Russian Phobos-Grunt Mars probe that’s been stuck in Earth orbit for two months has crashed down in the Pacific Ocean on late Sunday.
“Phobos-Grunt fragments have crashed down in the Pacific Ocean,” Russia’s Defense Ministry official Alexei Zolotukhin told RIA Novosti, adding that the fragments fell in 1,250 kilometers to the west of the island of Wellington.
The spacecraft fell at about 21:45 on Sunday Moscow time (17:45 GMT).
As of 20.15 Sunday, the spacecraft was moving in the near-Earth orbit with an altitude that varied between 113.8 km at perigee and 133.2 km at apogee, the Russian space agency Roscosmos said.
Phobos-Grunt, launched on November 9, was designed to bring back rock and soil samples from the Martian moon Phobos.

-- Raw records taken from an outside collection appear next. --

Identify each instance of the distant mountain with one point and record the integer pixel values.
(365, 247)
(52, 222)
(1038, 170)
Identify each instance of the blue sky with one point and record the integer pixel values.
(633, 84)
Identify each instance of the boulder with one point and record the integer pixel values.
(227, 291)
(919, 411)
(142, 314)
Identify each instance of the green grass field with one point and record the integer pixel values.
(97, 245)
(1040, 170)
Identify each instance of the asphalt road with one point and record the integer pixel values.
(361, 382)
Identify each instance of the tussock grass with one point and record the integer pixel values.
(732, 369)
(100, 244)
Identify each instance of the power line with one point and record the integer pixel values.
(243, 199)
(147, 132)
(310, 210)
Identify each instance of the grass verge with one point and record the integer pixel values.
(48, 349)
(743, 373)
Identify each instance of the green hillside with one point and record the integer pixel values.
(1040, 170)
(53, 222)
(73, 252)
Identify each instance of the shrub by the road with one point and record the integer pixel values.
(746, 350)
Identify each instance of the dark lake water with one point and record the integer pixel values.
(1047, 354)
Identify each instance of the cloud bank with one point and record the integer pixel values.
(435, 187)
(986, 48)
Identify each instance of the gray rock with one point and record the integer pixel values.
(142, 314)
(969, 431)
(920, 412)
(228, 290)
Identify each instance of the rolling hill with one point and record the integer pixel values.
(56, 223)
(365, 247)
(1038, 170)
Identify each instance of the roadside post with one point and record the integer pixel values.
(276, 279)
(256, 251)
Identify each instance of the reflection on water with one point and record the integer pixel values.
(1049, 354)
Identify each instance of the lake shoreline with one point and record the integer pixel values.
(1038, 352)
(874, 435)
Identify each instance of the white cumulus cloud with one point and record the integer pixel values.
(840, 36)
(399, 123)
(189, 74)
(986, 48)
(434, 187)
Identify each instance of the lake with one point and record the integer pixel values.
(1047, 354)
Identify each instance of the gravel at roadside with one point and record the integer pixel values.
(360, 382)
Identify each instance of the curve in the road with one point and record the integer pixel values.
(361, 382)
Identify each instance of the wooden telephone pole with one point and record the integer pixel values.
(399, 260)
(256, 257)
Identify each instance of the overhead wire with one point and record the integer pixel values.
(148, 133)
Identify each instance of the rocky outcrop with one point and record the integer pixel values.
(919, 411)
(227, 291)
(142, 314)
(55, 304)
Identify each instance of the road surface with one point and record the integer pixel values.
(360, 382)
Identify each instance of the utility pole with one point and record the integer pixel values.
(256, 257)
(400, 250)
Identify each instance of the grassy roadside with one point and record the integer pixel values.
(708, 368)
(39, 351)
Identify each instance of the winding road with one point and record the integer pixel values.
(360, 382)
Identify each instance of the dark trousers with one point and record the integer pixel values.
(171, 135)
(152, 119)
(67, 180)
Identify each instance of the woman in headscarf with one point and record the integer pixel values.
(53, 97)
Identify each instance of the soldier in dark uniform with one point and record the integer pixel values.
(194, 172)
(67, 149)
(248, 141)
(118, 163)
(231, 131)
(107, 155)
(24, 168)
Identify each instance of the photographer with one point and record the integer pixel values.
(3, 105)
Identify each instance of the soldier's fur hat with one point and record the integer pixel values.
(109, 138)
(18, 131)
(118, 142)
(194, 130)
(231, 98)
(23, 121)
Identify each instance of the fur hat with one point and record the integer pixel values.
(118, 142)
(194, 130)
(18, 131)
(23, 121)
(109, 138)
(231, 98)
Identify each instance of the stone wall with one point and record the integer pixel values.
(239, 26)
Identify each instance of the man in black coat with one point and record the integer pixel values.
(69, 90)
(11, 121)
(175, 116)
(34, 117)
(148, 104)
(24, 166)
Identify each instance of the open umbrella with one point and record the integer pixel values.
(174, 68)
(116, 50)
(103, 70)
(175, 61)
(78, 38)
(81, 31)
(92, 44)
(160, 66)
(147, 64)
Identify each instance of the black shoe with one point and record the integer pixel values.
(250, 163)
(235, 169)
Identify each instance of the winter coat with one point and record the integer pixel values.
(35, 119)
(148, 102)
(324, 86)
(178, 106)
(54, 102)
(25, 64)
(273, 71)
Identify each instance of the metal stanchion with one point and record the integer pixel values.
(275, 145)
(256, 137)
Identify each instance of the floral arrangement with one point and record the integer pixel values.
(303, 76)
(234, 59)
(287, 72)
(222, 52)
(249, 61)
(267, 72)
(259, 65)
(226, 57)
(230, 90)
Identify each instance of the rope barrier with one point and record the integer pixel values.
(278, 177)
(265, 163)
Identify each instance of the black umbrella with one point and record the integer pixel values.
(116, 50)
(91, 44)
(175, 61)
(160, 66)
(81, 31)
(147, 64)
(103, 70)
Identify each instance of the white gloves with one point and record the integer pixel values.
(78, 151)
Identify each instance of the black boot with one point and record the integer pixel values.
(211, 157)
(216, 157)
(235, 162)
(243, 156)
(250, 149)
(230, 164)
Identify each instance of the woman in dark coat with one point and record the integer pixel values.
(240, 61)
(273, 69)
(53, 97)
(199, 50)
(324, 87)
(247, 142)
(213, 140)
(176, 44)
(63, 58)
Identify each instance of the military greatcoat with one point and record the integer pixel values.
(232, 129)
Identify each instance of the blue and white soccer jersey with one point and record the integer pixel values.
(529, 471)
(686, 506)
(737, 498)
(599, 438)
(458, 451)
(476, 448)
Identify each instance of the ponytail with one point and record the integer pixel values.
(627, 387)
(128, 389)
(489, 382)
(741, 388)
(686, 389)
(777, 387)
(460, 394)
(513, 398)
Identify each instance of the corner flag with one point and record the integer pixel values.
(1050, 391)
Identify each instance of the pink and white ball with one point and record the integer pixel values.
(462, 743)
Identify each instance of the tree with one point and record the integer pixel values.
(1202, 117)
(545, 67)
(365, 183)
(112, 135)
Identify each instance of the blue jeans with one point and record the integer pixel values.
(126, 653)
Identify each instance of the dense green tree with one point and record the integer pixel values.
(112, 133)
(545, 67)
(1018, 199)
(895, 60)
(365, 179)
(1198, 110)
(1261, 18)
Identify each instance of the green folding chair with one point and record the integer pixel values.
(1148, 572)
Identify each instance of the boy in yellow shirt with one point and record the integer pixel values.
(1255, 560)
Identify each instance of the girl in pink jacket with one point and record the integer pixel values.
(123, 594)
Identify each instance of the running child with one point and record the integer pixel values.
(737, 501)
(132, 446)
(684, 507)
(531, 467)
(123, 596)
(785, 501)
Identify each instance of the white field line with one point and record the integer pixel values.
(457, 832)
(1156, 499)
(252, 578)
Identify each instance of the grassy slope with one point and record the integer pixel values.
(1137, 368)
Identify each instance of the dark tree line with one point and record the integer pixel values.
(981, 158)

However, it has been stuck in a so-called support orbit since its engines failed to put it on course for the Red Planet.
The head of Roscosmos, Vladimir Popovkin, previously said the probe would break up during reentry into the atmosphere and none of the fragments are likely to reach the Earth.
That includes the 13.5-tonne spacecraft’s 7.5 tons of fuel, which are stored in aluminum tanks that are bound to explode upon reentry.
According to NASA, Russia has failed in all 17 of its attempts to study the Red Planet close-up since 1960. The most recent failure before last month occurred in 1996, when Russia lost its Mars-96 orbiter during launch.